Wanneer het gezelschap eindelijk het buitenaardse moederschip te zien krijgt, lijkt dit nog het meest op iets dat aan het brein van Jules Verne ontsproten is. Maar natuurlijk! De cowboys wonen in primitieve bouwsels zonder stromend water. Dus spreekt voor zich dat ook de buitenaardse ruimteschepen uit die tijd de futuristische allure missen die we vandaag de dag heel gewoon vinden.
Ella onthult met haar alienkennis waardoor het voertuig uitgestorven lijkt: de indringers kunnen bij daglicht niet zo scherp zien. (Een kwartiertje later brandt onder een verzengende zon een strijd los op leven en dood, waarbij de indringers geen enkele last hebben van hun handicap. Waarschijnlijk is deze passage door een ander lid van het scenaristenteam uitgewerkt.)
De film heeft het slot dat hij verdient: liefst vier paren die tijdelijk van elkaar gescheiden waren, vallen elkaar in de armen, overlopend van liefde en goede voornemens, als op oudejaarsavond.
Cowboys & Aliens is in de VS op ruime schaal afgebrand als kolderiek en stompzinnig. De recensentverhouding voor/tegen ligt net iets onder 50/50. In Nederland daarentegen zijn de critici minstens gematigd blij met wat de hoofdredactrice van de gezaghebbende Filmkrant bestempelt als ‘de beste actieavonturenfilm uit Hollywood (van) deze zomer’.
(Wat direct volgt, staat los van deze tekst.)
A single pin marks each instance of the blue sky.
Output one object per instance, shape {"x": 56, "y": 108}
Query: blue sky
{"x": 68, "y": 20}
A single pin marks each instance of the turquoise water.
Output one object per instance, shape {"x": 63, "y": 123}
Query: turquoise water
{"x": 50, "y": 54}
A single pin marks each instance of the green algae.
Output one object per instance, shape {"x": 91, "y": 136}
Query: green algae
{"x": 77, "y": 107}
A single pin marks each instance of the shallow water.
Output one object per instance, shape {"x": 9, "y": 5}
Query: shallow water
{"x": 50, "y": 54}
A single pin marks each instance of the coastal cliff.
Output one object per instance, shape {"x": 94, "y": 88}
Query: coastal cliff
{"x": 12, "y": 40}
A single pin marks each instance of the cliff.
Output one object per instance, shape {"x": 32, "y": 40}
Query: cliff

Het meest positieve dat ik erover kan zeggen, is dat ik ook bij hernieuwde kennismaking klaar wakker bleef door het hoge tempo van de film, al zakt dat tegen het eind wat in. En veel van de verstrekte ‘informatie’ mag dan kolderiek zijn, of minstens onbegrijpelijk (de armband van Daniel Craig is een verhaal apart), het houdt de kijker wel bij de les.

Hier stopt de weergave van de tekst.